AppAgent: Multimodal Agents as Smartphone Users
Authors: Chi Zhang, Zhao Yang, Jiaxuan Liu, Yucheng Han, Xin Chen, Zebiao Huang, Bin Fu, Gang Yu
Source and references: https://arxiv.org/abs/2312.13771
Introduction
As artificial intelligence advances, there has been a growing interest in large language models (LLMs) to complete complex tasks, going beyond simple language processing and entering the realm of cognitive abilities. This paper introduces a novel LLM-based multimodal agent framework designed to operate smartphone applications. This framework allows the agent to interact with different apps like a human user, taking actions through a simplified action space that mimics human-like interactions.
The Innovative Framework and Environment
The authors' main contribution is that they created an open-source multimodal agent framework, focusing on operating smartphone apps through a developed action space without the need for system back-end access. The experimental environment is built on a command-line interface, and the framework is tested on the Android operating system.
The agent's action space consists of common human interactions with smartphones, such as tapping and swiping. The researchers have designed four basic functions: Tap, Long_press, Swipe, and Text. These predefined actions aim to simplify the agent’s interactions, particularly by eliminating the need for precise screen coordinates, which can pose challenges for language models in accurately predicting.
Exploration Phase: Learning to Use Apps
The core of the agent's learning process is the exploration phase, where it learns about the functionalities of various smartphone apps. The agent can learn by one of two methods: autonomous interactions or by observing human demonstrations.
Autonomous Interactions
In autonomous interactions, the agent interacts with the app by itself and observes the changes in the app interface in response to the different actions it takes. The agent utilizes its existing knowledge from large language models to improve the exploration process, ensuring it focuses on essential elements for the app's operation. The exploration stops when the agent completes the assigned task.
Observing Human Demonstrations
Another more effective exploration method involves the agent observing human demonstrations. A human user operates the app, and the agent records the elements and actions employed. This strategy narrows down the exploration space and prevents the agent from engaging with irrelevant app pages, making it a more streamlined and efficient approach compared to autonomous interactions.
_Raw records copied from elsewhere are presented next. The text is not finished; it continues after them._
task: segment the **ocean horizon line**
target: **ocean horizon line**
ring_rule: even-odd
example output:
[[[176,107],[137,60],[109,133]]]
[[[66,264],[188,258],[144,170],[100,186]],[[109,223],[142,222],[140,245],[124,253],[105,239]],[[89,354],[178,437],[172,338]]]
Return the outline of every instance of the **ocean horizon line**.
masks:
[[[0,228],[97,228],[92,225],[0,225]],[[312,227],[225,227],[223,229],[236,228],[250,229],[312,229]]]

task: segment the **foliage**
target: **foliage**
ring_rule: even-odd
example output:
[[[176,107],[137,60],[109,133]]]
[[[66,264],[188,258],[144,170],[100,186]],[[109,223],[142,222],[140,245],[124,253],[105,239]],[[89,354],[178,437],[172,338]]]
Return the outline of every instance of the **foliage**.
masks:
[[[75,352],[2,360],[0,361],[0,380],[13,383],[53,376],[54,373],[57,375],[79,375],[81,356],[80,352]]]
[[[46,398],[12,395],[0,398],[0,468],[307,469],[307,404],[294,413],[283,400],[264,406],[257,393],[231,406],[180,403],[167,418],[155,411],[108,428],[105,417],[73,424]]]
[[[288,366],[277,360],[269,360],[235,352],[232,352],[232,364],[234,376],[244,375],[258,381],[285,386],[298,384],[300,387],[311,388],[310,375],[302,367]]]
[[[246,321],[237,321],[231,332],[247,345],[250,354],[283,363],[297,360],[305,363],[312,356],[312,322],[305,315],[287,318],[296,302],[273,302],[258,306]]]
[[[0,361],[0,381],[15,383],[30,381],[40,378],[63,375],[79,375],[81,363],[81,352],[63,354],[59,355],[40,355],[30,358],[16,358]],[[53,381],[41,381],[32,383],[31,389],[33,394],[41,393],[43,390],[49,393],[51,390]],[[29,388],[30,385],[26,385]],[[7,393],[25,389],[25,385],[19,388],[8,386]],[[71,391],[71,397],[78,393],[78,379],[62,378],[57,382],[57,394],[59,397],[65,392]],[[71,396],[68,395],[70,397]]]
Deployment Phase: Executing Complex Tasks
After the exploration phase, the agent can use the knowledge it acquired to carry out complex tasks. When given a task, the agent follows a step-by-step approach using screenshots of the app's interface and a dynamically generated document detailing the functions of UI elements and the actions' effects on the current UI page.
The agent first provides observations of the app interface, followed by its thoughts regarding the task and its observations. It then proceeds to execute actions based on available functions, summarizing the interaction history after each step. The deployment phase ends when the agent considers the task accomplished.
Evaluating the Multimodal Agent
To evaluate the framework, the authors conducted extensive experiments across 50 tasks in 10 different apps. These tasks spanned a wide range of applications, such as social media, messaging, email, maps, shopping, and complex image editing apps. Both quantitative results and user studies underscored the advantages of this design, including its adaptability, user-friendliness, and efficient learning and operating capabilities.
The experimental results support the framework's potential, demonstrating the versatility and effectiveness of this agent in the realm of smartphone app operation.
Final Thoughts
The paper's authors developed a unique and versatile multimodal agent framework capable of operating smartphone apps akin to human users. By using an exploration phase to learn about app functionalities and a deployment phase to execute complex tasks, the framework has proven to be adaptable, user-friendly, and efficient across various applications.
This research marks an essential contribution to the AI-assisted smartphone app operation, highlighting the potential for future development in this area, along with larger language models and cognitive agents capable of performing complex tasks beyond merely language processing.